Date : 31st of July,2014
Time start : 615am Sydney time
Time end : 1030am Sydney time
615AM: we started receiving minor error reports that some customers are having connection issues. Investigation led to finding that there are intermittent connectivity issues with 503 errors
715AM: all deputy servers, cache nodes, database servers were rebooted/checked for issues. Everything seemed fully functioning and we are unable to identify or rectify the issue.
915AM: we contacted AWS support services. They debugged the issue even further.
1000AM: problem was identified as one of the load balancers nodes was incorrectly reporting 503 issue. Which explained why the problem was intermittent as traffic is distributed evenly. We immediately disconnected that node. Traffic was routed through one of the healthy node and it restored connectivity with degraded performance.
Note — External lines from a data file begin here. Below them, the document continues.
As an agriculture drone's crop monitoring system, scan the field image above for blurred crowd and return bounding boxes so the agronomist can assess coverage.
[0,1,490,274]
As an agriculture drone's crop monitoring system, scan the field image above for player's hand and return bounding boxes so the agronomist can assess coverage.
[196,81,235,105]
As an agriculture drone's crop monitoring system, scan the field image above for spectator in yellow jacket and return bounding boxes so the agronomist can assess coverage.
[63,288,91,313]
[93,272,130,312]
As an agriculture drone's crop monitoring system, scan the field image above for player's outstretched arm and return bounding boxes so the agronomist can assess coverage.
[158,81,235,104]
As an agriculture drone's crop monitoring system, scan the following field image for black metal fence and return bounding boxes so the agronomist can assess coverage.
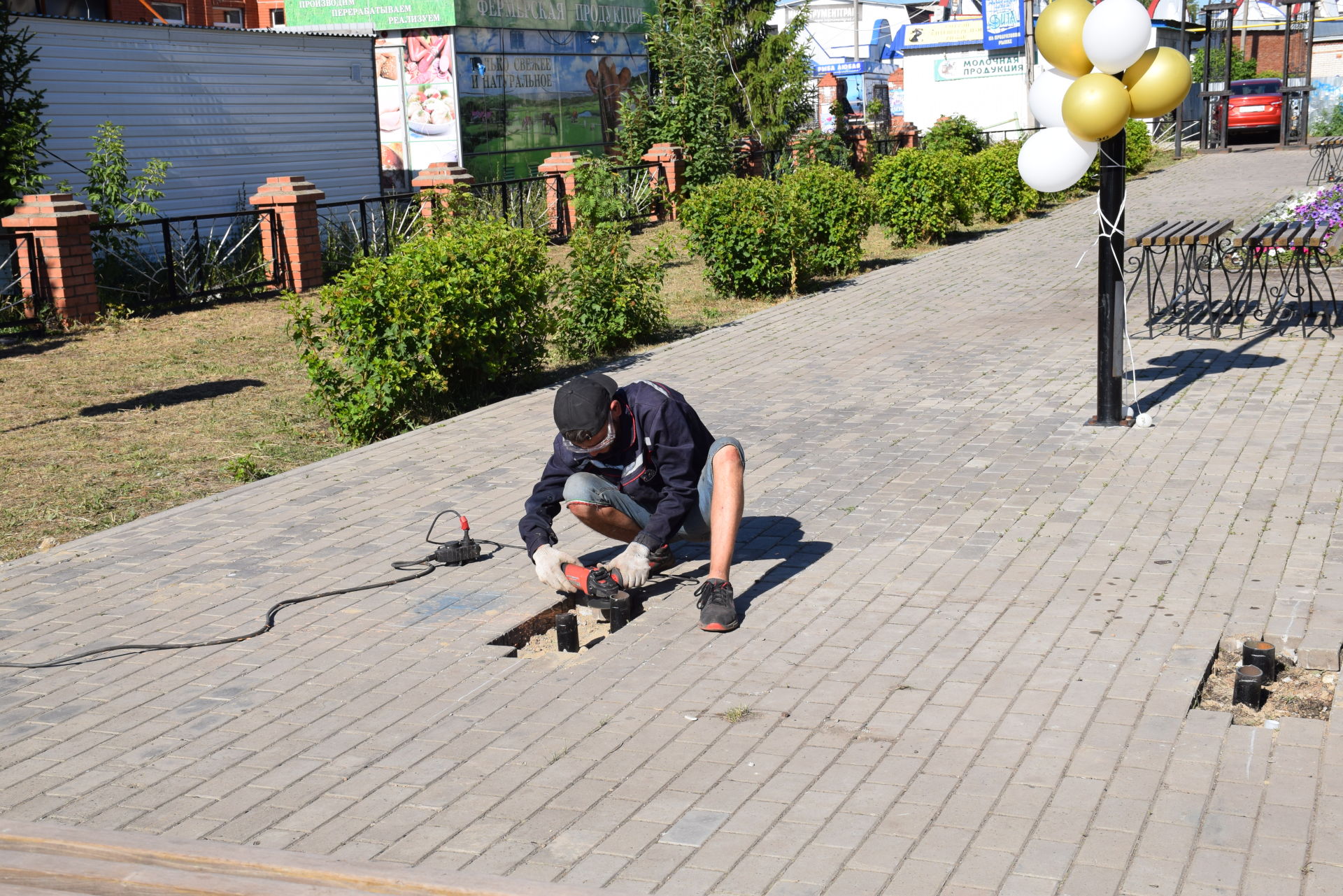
[317,192,423,279]
[90,208,285,313]
[317,175,571,279]
[471,175,571,239]
[611,161,667,223]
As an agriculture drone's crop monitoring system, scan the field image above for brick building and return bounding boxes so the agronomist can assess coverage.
[10,0,285,28]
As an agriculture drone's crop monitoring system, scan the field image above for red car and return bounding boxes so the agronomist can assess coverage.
[1226,78,1283,130]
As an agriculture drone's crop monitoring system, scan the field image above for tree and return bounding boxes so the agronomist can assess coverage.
[708,0,813,149]
[618,0,811,187]
[639,0,732,188]
[0,9,47,213]
[1191,44,1258,83]
[85,121,172,225]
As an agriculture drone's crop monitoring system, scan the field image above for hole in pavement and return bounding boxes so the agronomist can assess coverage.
[1194,650,1339,727]
[490,598,610,658]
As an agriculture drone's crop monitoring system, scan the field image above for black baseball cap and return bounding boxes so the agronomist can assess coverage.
[555,374,619,432]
1030AM: AWS restored the faulty node. Deputy service was operating 100%
Amazon Elastic Load Balancing is a component that is never meant to fail. And as infrastructure users we do not have access to administrative functions such as reboot or remote login into load balancer node. It is a component that has never failed in last five years for us. Even amazon admitted that it's a new issue for them.
We follow best practices as recommended by amazon. This is not something we can do better than what we have setup already. We could have restored the service earlier if we were able to identify the issue. We have implemented additional checks to identify Load Balancer failure issues in future so should the rarest of outage like this happens, we will be able to identify and restore faster.